General methylation question - (Oct/11/2006 )
I'm a little confused and this may be a very dumb question but here goes. I'm trying to understand the process of how the sodium bisulfite modification works. As I understand it this is essentially the deamination of sulphonated cytosine (non-methylated) and subsequent desulphonation to uracil. However, due to steric hindrance or some other mechanism, methylated cytosines do not get converted.
What I'm a bit confused about is that CG suppression, which is responsible for the spontaneous deamination of 5'mc, appears to contradict this.

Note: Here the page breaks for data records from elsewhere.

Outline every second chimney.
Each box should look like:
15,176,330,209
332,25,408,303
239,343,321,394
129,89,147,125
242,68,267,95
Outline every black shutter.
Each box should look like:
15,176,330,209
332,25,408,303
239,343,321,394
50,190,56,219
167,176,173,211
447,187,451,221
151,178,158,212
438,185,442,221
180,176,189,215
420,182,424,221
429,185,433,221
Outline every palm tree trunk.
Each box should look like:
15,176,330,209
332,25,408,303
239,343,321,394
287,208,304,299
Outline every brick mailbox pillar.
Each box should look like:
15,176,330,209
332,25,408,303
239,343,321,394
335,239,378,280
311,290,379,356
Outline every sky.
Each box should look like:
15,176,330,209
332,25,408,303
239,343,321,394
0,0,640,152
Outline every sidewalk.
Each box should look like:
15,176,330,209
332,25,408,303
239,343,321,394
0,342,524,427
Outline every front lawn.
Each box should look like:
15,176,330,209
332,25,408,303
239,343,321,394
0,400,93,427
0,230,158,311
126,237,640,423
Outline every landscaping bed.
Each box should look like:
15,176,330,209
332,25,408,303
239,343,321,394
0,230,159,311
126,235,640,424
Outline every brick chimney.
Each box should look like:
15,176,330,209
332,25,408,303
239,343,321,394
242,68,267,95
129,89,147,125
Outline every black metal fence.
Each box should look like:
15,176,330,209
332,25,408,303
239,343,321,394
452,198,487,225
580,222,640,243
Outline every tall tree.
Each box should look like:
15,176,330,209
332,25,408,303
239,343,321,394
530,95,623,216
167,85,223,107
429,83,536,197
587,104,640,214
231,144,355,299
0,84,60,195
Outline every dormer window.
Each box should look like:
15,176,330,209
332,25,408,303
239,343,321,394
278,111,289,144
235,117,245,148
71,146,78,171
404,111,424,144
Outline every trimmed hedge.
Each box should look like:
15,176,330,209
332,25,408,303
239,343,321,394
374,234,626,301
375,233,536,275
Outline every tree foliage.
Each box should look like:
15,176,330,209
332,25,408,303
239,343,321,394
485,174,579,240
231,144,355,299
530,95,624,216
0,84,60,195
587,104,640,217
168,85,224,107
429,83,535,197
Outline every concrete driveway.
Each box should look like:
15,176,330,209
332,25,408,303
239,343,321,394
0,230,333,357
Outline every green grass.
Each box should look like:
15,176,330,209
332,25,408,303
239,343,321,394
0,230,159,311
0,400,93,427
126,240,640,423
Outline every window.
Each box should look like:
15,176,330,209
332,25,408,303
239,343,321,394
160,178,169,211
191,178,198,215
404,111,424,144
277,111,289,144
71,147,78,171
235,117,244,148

How is it that deamination in the bisulfite modification affects only non-methlated cytosines whereas it only affects methylated cytosines in genome CG suppression? I would assume that it has something to do with the sulphonation step, but I don't know enough chemistry to really understand why that is.
Could anyone explain?
i think you have your answer in your post cancergeek.
My understanding is that you talking about two different chemistry reactions. Lets take CG suppression for example, spontaneous deamination of 5-methylcytosine gives rise to thymidine and is more difficult to correct by mismatch repair mechanisms. Deamination of cytosine results in uracil and this does occur spontaneously, but is readily repaired by the mismatch repair enzymes. The deamination processes are different. Bisulfite conversion is performed under acidic conditions and preferentially deaminates cytosine whilst the methyl group on 5-methylcytosine is protecting the amino group from deamination. Remember a hydrogen exists on the cytosine residue at position 5 where the methylgroup is on 5-methylcytosine.
It was something I had pondered once, a long time ago.